XML to Java parser: How to parse attributes presented within a CDATA tag

1k views Asked by At

I am currently extracting some data from a HP Quality Center SQL-database, and some of the data I need to configure the correct presentation of other data, is stored in XML-format. I have a basic understanding of XML, and have been able to parse most of the attributes, and make them into runtime objects that contain the necessary fields for further data retrieval. But I have not been able to extract the attributes inside a - area.

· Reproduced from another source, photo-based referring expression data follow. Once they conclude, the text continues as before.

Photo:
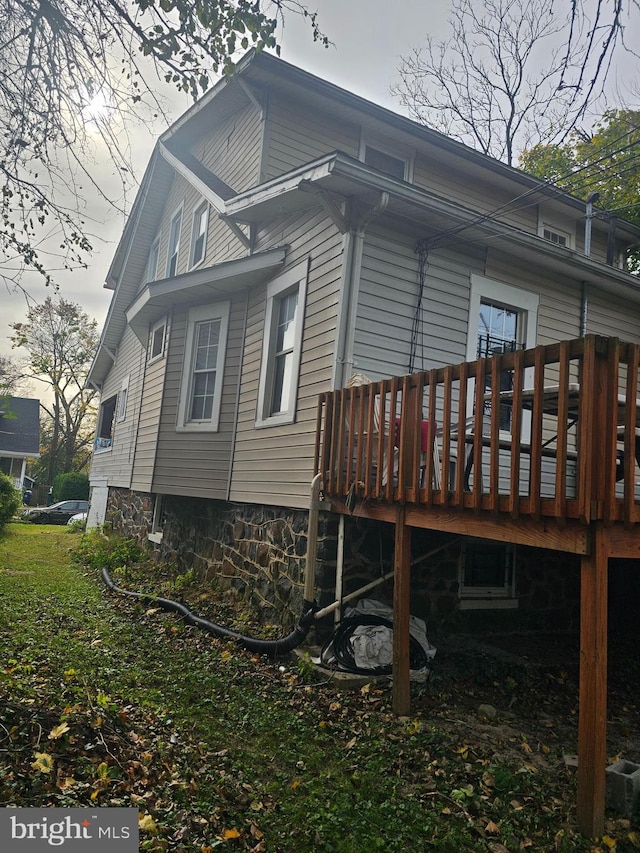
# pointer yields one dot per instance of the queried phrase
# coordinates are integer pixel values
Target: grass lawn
(108, 702)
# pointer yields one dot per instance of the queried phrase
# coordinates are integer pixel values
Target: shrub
(10, 500)
(70, 487)
(98, 551)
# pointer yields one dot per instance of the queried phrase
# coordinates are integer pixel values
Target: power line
(509, 206)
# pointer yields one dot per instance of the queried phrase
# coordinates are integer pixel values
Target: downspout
(584, 308)
(312, 543)
(592, 198)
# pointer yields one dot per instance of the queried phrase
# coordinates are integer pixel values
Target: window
(152, 262)
(199, 235)
(487, 574)
(281, 348)
(122, 399)
(156, 338)
(502, 318)
(384, 162)
(174, 245)
(555, 235)
(201, 387)
(104, 439)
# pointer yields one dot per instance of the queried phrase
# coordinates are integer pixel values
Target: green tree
(606, 161)
(74, 69)
(71, 486)
(61, 340)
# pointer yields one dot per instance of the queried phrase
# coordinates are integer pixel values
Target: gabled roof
(19, 426)
(260, 71)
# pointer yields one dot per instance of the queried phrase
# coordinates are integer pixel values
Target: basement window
(487, 575)
(104, 438)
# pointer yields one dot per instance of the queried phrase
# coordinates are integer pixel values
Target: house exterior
(19, 437)
(288, 235)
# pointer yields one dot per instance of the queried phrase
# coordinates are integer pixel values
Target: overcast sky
(368, 36)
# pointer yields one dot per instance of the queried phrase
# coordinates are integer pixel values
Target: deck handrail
(561, 442)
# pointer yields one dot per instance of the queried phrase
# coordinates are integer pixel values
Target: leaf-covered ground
(107, 702)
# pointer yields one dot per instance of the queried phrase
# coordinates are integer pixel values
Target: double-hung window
(199, 235)
(502, 318)
(174, 244)
(201, 387)
(282, 347)
(487, 574)
(157, 339)
(123, 398)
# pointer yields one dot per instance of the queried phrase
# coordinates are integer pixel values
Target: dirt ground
(532, 682)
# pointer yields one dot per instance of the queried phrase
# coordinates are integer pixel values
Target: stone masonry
(260, 551)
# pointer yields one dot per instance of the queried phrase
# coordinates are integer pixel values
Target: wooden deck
(536, 447)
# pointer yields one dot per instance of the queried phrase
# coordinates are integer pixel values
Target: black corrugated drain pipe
(282, 646)
(266, 647)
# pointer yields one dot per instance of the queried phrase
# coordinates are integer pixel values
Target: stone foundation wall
(260, 552)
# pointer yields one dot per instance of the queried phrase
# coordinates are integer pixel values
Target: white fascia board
(205, 191)
(157, 296)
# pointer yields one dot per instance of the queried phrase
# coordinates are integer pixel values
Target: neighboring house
(288, 234)
(19, 437)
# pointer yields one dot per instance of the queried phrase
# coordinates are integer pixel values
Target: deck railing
(560, 442)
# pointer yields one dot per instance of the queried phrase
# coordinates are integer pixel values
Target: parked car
(78, 518)
(59, 513)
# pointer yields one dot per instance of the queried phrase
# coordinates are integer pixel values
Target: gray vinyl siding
(274, 465)
(387, 300)
(149, 421)
(197, 463)
(612, 316)
(116, 464)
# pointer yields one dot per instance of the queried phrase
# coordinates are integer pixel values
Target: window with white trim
(199, 235)
(502, 318)
(157, 339)
(553, 234)
(202, 374)
(152, 261)
(282, 348)
(174, 244)
(123, 398)
(487, 574)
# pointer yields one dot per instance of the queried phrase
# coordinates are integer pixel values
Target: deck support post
(401, 611)
(592, 725)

The data inside is necessary to handle programmatically at runtime, due to important information about which tables to search, and which filters to apply.

I have a single class runnable example, that just gives a printline output for each field I have read into a java object, and it fails as soon as i try to extract the CDATA attributes.

I have read numerous articles about what CDATA is, but none of them seem to mention a similar setup, where the inside of a CDATA-section clearly contains attributes.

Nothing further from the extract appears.